This shot has all the ingredients for a lovely landscape, but the tones initially look a little flat. It’s often the case with raw files, as camera makers expect raw shooters to make their own enhancements. So my approach here is simply to enhance the tones, colours and details.
As with many landscapes, there’s an imbalance between land and sky. So I’ve processed the image in Camera Raw twice – once for the land, once for the sky – using a simple back-andforth trick between Camera Raw and Photoshop that gives us the best of both worlds: the power of raw editing in Adobe Camera Raw combined with Photoshop’s superior selecting and masking tools.
WHAT I WANT TO CHANGE :
1. Balance the land and sky
2. Enhance the colours
3. Emphasise the rise and
fall of the hills
1 Boost the land
To begin with, I’m not interested in the sky, only the land. After opening the image into Adobe Camera Raw, my first port of call is the Profile Browser.
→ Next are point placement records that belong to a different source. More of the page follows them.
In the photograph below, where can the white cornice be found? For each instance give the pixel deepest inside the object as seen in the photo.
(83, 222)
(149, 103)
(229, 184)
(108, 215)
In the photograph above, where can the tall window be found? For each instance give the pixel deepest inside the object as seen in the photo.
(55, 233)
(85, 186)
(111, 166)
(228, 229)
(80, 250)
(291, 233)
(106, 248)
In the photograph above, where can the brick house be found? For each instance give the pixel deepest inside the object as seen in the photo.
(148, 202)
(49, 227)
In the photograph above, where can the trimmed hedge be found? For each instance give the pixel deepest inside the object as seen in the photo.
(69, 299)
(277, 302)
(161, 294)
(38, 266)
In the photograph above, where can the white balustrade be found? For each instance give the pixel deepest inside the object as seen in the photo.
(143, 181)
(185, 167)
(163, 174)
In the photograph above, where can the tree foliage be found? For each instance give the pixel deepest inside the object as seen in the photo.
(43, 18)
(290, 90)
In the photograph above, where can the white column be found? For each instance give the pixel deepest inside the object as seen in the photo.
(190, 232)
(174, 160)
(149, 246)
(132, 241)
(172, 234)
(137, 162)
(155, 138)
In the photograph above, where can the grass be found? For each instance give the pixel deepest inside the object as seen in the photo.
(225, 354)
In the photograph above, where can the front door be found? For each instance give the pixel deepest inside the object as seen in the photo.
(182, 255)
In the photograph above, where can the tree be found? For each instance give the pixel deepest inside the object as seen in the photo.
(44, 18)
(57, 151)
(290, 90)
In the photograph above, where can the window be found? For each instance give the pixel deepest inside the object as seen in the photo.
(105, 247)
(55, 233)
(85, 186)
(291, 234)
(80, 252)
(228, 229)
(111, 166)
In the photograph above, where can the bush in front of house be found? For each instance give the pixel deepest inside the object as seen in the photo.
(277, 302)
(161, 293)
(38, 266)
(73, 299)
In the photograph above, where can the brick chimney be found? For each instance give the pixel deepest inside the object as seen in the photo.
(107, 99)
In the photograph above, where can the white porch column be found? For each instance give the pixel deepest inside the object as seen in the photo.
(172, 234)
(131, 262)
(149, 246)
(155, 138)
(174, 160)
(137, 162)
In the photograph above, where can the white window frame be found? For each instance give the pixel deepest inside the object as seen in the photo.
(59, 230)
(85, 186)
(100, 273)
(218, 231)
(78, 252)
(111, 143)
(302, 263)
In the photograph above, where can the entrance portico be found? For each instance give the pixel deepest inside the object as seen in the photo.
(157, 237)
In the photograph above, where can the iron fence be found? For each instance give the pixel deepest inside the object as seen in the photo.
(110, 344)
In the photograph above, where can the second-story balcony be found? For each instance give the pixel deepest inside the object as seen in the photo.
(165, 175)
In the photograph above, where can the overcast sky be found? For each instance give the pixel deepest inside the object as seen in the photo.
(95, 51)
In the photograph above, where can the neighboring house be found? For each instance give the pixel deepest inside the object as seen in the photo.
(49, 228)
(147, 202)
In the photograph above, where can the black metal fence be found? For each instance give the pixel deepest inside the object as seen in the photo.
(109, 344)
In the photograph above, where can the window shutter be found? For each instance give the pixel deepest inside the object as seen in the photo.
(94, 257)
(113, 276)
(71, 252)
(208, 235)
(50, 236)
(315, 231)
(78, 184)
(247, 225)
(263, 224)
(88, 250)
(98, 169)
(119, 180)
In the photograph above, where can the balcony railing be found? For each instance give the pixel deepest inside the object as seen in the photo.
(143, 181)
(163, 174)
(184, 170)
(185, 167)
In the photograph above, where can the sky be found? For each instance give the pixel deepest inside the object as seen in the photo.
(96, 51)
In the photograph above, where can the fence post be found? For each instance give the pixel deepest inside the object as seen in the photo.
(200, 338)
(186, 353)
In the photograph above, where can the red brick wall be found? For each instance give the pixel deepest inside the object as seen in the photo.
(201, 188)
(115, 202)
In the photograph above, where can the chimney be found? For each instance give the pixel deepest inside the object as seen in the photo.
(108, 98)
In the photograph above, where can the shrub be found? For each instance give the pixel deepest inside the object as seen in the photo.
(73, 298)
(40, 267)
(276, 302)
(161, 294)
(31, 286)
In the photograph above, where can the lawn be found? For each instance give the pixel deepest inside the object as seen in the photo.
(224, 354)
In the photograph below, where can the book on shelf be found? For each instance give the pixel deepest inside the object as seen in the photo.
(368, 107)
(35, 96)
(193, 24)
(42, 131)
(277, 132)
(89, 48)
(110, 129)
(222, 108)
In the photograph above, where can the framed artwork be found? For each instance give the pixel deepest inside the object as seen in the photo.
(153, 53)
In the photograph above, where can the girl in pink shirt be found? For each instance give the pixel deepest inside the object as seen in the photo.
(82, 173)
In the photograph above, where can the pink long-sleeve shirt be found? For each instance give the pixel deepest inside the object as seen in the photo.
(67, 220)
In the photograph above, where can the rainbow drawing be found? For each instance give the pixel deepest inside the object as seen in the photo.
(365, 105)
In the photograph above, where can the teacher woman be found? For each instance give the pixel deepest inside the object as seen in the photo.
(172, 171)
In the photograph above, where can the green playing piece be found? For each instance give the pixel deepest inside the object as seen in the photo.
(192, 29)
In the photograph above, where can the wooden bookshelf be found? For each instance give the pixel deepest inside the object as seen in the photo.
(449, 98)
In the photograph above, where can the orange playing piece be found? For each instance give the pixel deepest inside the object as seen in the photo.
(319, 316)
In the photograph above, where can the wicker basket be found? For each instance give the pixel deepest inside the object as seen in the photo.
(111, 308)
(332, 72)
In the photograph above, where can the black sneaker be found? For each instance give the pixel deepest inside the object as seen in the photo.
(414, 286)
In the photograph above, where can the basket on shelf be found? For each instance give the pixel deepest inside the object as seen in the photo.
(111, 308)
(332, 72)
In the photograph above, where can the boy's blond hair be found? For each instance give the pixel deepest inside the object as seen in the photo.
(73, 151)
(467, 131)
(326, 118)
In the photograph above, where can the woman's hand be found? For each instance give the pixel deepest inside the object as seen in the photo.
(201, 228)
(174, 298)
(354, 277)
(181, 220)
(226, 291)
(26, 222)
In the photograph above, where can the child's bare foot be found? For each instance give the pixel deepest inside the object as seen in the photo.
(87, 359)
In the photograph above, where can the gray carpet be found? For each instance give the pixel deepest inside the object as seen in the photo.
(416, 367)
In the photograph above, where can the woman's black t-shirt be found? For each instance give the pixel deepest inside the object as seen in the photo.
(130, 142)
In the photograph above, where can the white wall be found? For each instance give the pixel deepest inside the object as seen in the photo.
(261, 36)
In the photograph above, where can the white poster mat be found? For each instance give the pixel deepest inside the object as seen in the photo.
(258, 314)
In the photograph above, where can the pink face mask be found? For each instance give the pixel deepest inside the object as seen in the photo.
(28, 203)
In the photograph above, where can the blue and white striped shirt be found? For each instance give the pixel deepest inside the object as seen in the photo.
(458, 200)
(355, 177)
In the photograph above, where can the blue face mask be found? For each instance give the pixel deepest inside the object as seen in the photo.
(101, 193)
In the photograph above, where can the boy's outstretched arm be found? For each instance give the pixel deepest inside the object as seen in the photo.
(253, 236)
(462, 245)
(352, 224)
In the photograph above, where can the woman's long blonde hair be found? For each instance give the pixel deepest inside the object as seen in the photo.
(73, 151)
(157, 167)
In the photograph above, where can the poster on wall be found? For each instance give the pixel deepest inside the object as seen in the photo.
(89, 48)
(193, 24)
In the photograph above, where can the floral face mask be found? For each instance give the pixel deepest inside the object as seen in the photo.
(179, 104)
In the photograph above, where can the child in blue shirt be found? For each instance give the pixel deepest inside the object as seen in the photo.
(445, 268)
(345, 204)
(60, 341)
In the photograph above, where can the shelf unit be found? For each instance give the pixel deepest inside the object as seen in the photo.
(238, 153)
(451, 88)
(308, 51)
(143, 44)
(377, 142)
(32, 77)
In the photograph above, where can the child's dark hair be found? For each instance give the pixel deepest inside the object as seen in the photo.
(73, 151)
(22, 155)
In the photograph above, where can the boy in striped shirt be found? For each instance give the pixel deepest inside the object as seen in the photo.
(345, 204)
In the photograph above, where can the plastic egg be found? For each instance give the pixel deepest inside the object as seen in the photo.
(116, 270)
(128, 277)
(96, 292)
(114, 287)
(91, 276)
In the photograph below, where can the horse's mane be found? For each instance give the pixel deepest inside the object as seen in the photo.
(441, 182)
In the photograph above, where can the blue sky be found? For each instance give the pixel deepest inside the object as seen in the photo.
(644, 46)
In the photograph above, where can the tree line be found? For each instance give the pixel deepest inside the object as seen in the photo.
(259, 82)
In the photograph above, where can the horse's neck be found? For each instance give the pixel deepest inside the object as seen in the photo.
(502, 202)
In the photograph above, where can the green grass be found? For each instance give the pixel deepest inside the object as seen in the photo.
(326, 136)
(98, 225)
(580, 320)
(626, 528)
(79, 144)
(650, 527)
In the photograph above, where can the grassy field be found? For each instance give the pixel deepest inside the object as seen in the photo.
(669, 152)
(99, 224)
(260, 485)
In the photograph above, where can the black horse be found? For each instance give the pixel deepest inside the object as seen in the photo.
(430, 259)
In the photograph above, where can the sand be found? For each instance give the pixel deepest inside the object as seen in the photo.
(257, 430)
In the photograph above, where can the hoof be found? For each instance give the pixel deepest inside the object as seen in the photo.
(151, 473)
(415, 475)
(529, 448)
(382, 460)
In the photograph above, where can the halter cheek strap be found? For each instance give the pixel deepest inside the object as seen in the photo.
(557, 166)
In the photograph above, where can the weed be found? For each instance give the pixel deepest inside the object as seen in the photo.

I’ve selected Adobe’s dedicated Landscape Profile, which boosts detail and enhances the blues and greens. I’ve tweaked the white balance settings, increased Dehaze and Contrast, and added a touch of Vibrance to boost the weaker colours. Once done, I want to open the image into Photoshop. But I don’t just click Open Image: instead, I hold Shift and the button changes to Open Object.
2 Blend two treatments
Once open in Photoshop I go to the Layers panel, right-click the layer and choose ‘New Smart Object Via Copy’ then double-click the new layer’s thumbnail. This handily sends the Smart Object layer back into Camera Raw. I process it again, but this time to enhance the sky by darkening the exposure, boosting contrast and increasing Dehaze. Clicking OK brings me back to Photoshop, where I need to combine my two versions. This is best done with Select > Select And Mask. I paint over the sky with the Quick Selection tool, boost the Radius slightly, then set Output to Layer Mask and click OK.
3 Dodge and burn tricks
I like to dodge and burn landscapes, to draw the eye to certain areas and away from others. Here’s one of my favourite tricks for this. Go to the Layers panel (Window > Layers), then hold Alt and click the New Layer icon. Set the Blending Mode to Overlay and tick the Fill With box. The result is an invisible grey layer. You can paint over this with the Brush tool set to white or black, to lighten and darken areas. It’s best to use the Brush tool at a low opacity of about 10%. You can see in the grey image where I’ve painted to lift the crests and darken the dips in the hills, giving them extra depth.